Step 01: Solve the first equation for x.
To do it, subtract 4 y from both sides of the equation.
[tex]\begin{gathered} x+4y-4y=14-4y \\ x=14-4y \end{gathered}[/tex]
Step 02: Substitute x by (14 - 4y) in the second equation.
[tex]\begin{gathered} 2x-y=1 \\ 2*(14-4y)-y=1 \end{gathered}[/tex]
Step 03: Solve the equation for y.
To do it, first, solve the multiplication and the addition.

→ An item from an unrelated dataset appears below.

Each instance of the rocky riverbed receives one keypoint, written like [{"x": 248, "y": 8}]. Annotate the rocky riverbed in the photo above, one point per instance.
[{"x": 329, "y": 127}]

[tex]\begin{gathered} 28-8y-y=1 \\ 28-9y=1 \end{gathered}[/tex]
Now, subtract 28 from both sides. Then, divide the sides by -9.
[tex]\begin{gathered} 28-9y-28=1-28 \\ -9y=-27 \\ \frac{-9y}{-9}=\frac{-27}{-9} \\ y=3 \end{gathered}[/tex]
Step 04: Substitute y by 3 and find x using the equation from step 1.
[tex]\begin{gathered} x=14-4y \\ x=14-4*3 \\ x=14-12 \\ x=2 \end{gathered}[/tex]
Answer:
The system has one solution:
x = 2 and y = 3, which is the same as (2, 3).